A critical component is the Pathogen Access and Benefit-Sharing (PABS) system, which requires countries to share pathogen samples and genomic data with WHO-designated laboratories while ensuring that resulting medical countermeasures are distributed fairly to low- and middle-income countries [18].

However, the agreement was adopted in the absence of the United States, and the operational details of the PABS system have been deferred to a separate annex, still under negotiation and expected to be finalized by May 2026 [18]. Without these specifics — and without the world's largest health spender at the table — the agreement's practical impact remains uncertain.

The Preparedness Paradox

Six years after COVID-19 triggered a global alarm, the WHO posed the uncomfortable question: "Is the world better prepared for the next pandemic?" [14]. The answer appears to be a qualified and fragile yes — better in some ways, worse in others.

On the positive side, the pandemic spurred real advances: mRNA vaccine platform technology, wastewater surveillance networks, the WHO Pandemic Agreement, and genomic sequencing capacity have all expanded dramatically. When Sudan virus disease emerged in Uganda in January 2025, WHO facilitated the launch of a clinical trial for a new candidate vaccine within four days [14].

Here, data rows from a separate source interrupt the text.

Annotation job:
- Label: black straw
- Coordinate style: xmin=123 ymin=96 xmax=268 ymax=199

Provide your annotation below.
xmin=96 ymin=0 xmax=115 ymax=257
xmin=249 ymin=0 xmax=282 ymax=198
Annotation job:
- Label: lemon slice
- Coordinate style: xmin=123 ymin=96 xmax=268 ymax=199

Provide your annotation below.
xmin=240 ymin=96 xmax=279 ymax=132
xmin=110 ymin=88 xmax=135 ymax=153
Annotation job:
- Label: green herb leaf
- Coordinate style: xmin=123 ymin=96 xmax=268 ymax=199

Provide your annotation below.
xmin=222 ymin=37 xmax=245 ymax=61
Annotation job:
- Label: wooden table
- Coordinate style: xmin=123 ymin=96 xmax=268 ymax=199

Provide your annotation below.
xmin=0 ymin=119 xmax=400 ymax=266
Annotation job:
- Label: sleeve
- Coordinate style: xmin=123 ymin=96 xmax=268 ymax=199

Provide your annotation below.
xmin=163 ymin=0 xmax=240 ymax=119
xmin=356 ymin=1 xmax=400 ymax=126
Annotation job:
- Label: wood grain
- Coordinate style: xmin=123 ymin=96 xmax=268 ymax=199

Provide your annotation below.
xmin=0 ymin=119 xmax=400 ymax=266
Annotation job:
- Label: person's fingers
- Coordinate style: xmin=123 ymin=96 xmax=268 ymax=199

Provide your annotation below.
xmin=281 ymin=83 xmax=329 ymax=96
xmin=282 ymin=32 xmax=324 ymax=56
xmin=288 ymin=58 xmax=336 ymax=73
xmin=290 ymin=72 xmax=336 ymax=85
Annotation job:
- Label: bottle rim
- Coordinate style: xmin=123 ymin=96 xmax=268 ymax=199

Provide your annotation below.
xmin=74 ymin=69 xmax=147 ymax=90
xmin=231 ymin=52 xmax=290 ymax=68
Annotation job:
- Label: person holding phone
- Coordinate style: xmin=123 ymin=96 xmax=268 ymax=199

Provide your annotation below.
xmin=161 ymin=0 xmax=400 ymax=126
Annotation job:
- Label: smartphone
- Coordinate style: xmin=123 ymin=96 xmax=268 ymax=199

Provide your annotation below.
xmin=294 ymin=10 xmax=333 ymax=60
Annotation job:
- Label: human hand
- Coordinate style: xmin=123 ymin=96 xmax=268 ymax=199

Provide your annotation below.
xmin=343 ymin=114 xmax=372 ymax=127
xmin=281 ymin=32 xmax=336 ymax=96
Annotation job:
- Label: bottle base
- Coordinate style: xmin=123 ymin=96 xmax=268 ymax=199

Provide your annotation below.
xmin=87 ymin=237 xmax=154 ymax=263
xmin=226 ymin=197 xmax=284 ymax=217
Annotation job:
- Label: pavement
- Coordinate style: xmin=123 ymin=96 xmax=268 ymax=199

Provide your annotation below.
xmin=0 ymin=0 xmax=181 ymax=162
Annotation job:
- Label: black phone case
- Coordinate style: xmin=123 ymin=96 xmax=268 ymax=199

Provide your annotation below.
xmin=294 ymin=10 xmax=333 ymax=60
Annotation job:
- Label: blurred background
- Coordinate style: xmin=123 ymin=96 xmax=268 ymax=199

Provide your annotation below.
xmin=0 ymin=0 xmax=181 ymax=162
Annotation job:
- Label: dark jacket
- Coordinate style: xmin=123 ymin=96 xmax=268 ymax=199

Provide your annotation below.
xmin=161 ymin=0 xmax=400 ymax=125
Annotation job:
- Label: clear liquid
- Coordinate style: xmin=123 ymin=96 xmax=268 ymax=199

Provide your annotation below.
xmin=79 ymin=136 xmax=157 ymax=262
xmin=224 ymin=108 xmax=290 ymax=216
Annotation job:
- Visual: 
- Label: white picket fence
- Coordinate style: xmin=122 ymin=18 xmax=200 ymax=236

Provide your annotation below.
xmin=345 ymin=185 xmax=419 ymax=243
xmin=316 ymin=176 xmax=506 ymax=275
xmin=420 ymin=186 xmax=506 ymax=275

But serious vulnerabilities persist. A series of outbreaks in 2025 — including mpox, H5N1, Ebola, Marburg, Rift Valley Fever, Chikungunya, and measles — exposed persistent weaknesses in early detection, coordination, and access [14]. As of October 2025, 102 disease outbreaks with human transmission were identified in 66 countries [19]. A 2025 report from the International Panel for Pandemic Preparedness warned that pandemic preparedness is "slipping just as global risks grow" [20].

The disparities in preparedness spending are stark. The United States spends over $12,500 per capita on health annually, while India spends roughly $82 [21]. These gaps mean that the countries most likely to experience the early stages of zoonotic spillover — often in tropical regions with rich biodiversity and rapid land-use change — are precisely those least equipped to detect and contain them.

What Scientists Are Watching Now

Beyond H5N1, experts have identified several viral families and specific pathogens that could trigger the next pandemic. The concept of Disease X — an unknown pathogen with pandemic potential — remains central to preparedness planning. Scientists believe the next major threat is most likely to emerge from one of approximately 25 viral families already known to infect humans [22].

The watch list for 2026 includes [22]:

• H5N1 avian influenza — monitoring for mutations enabling human-to-human transmission
• Nipah and Hendra-like viruses — newly discovered strains in bat populations
• Novel coronaviruses — continued surveillance following COVID-19
• Filoviruses — Ebola and Marburg continue to cause outbreaks in Africa
• Arboviruses — dengue, Zika, and chikungunya expanding into new territories due to climate change

Machine learning is now being deployed to predict which reassortment events are most likely to produce human-adaptive strains. A 2025 study in Frontiers in Microbiology used computational methods to predict human-adaptive influenza A virus reassortment based on intersegment constraints, offering a potential tool for flagging dangerous viral combinations before they emerge in nature [23].

The Race Against Evolution

The story of pandemic formation is, at its core, a story about the collision between viral evolution and human activity. Every acre of forest cleared, every new factory farm built, every degree of warming extends the frontier where animal viruses encounter human hosts. And viruses evolve far faster than human institutions can adapt.

Yet the scientific community's ability to observe these processes in real time represents a genuine paradigm shift. For the first time, researchers can watch reassortment unfold, track mutations as they accumulate, and detect new pathogens in sewage before a single patient visits a doctor. The question is whether this knowledge will translate into action — or whether it will simply provide a clearer view of the next catastrophe as it approaches.

The window for prevention is measured in days, not years. The tools exist. The science is advancing. What remains to be seen is whether the political will and global coordination can keep pace with the viruses.